ForEach(people.numbered(), id: \.element.id) { number, person in
  Text("\(number). \(person.name)")
}

Dropping the key path

The key path is more readable, but it’s unfortunate that we can’t leave it out entirely. We can’t make the tuple Identifiable, but we could introduce a custom struct that acts as the element type for our numbered collection:

@dynamicMemberLookup
struct Numbered<Element> {
  var number: Int
  var element: Element

  subscript<T>(dynamicMember keyPath: WritableKeyPath<Element, T>) -> T {
    get { element[keyPath: keyPath] }
    set { element[keyPath: keyPath] = newValue }
  }
}

Notice that I added a key-path based dynamic member lookup subscript. This isn’t strictly necessary, but it will allow clients to use a Numbered<Person> value almost as if it were a plain Person. Many thanks to Min Kim for suggesting this, it hadn’t occured to me.

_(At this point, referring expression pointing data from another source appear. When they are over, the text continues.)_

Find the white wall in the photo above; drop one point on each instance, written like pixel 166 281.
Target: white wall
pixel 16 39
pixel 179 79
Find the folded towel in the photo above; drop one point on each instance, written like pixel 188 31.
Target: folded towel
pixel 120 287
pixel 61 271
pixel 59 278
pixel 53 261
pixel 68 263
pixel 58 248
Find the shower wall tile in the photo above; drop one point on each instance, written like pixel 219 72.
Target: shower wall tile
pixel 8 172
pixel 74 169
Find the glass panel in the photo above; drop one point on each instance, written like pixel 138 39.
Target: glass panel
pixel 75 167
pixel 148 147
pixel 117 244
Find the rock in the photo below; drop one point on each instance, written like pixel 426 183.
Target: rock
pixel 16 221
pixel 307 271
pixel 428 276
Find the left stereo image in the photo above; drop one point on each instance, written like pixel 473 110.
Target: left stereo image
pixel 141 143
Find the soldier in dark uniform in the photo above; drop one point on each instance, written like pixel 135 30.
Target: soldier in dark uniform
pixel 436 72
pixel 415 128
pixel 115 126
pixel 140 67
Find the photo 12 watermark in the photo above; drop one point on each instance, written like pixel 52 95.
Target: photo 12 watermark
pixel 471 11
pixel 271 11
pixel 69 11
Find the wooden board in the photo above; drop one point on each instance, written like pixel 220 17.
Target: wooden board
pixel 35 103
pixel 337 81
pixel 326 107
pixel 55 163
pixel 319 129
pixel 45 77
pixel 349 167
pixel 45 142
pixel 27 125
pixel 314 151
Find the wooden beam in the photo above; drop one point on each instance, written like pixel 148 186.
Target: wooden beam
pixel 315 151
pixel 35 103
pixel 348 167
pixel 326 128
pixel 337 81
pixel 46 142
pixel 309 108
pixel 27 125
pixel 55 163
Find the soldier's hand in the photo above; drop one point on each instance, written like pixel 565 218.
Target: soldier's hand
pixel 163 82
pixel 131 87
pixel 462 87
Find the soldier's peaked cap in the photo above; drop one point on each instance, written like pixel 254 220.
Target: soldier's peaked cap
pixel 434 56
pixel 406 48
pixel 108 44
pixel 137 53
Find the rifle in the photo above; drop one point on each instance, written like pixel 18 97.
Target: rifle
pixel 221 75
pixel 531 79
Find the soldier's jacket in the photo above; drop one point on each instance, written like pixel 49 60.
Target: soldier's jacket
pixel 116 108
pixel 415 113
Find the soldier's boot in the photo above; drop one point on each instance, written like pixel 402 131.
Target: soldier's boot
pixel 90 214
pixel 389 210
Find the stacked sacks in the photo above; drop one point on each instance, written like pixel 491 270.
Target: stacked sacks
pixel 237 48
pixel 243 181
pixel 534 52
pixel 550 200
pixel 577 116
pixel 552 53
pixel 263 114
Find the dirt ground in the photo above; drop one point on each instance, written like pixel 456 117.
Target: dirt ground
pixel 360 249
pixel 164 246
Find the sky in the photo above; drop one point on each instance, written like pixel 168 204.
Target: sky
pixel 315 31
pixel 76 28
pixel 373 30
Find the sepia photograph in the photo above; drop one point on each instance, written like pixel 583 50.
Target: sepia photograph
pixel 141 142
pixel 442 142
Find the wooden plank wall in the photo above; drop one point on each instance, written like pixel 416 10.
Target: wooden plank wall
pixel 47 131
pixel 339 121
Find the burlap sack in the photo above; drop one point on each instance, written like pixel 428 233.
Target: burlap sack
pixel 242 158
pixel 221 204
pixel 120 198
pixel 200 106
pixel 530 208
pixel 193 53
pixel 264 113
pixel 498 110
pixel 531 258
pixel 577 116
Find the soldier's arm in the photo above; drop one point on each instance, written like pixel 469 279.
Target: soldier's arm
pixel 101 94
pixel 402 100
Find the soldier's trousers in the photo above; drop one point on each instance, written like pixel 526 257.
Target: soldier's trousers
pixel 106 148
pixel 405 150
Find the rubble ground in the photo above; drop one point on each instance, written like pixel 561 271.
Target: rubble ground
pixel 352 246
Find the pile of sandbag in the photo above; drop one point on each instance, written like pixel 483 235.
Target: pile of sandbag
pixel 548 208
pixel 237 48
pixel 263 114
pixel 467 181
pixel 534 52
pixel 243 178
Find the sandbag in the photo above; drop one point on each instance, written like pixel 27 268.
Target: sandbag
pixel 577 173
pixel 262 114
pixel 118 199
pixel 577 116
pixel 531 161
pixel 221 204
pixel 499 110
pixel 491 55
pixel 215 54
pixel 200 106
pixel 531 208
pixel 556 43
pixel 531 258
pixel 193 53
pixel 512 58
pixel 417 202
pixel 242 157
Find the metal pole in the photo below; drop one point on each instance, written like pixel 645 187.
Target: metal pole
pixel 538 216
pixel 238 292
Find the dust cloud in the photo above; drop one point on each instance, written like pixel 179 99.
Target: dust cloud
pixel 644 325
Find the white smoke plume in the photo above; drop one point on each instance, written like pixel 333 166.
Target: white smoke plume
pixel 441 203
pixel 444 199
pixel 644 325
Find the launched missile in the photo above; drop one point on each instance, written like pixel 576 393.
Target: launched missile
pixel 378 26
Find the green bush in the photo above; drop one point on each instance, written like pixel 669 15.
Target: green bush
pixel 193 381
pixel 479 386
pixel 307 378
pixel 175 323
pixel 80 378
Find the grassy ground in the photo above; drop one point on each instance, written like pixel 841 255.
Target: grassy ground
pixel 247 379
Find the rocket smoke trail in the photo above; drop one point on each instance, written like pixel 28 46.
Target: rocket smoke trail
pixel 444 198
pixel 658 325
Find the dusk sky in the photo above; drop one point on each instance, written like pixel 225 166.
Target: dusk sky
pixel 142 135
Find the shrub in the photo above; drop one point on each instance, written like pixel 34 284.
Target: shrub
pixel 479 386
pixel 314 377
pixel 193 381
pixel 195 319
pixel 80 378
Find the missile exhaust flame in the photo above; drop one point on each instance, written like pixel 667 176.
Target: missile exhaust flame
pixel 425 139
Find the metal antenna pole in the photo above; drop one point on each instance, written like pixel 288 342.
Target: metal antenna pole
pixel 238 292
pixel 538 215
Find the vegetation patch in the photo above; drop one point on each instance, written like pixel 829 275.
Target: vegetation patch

Let’s change the numbered(startingAt:) method to use the new type:

extension Sequence {
  func numbered(startingAt start: Int = 1) -> [Numbered<Element>] {
    zip(start..., self)
      .map { Numbered(number: $0.0, element: $0.1) }
  }
}

And now we can conditionally conform the Numbered struct to Identifiable when its element type is Identifiable:

extension Numbered: Identifiable where Element: Identifiable {
  var id: Element.ID { element.id }
}

This allows us to omit the key path and go back to the ForEach initializer we used initially:

ForEach(people.numbered()) { numberedPerson in
  Text("\(numberedPerson.number). \(numberedPerson.name)")
}

This is where the key-path-based member lookup we added above shows its strength. The numberedPerson variable is of type Numbered<Person>, but it almost behaves like a normal Person struct with an added number property, because the compiler forwards non-existent field accesses to the wrapped Person value in a fully type-safe manner. Without the member lookup subscript, we’d have to write numberedPerson.element.name. This only works for accessing properties, not methods.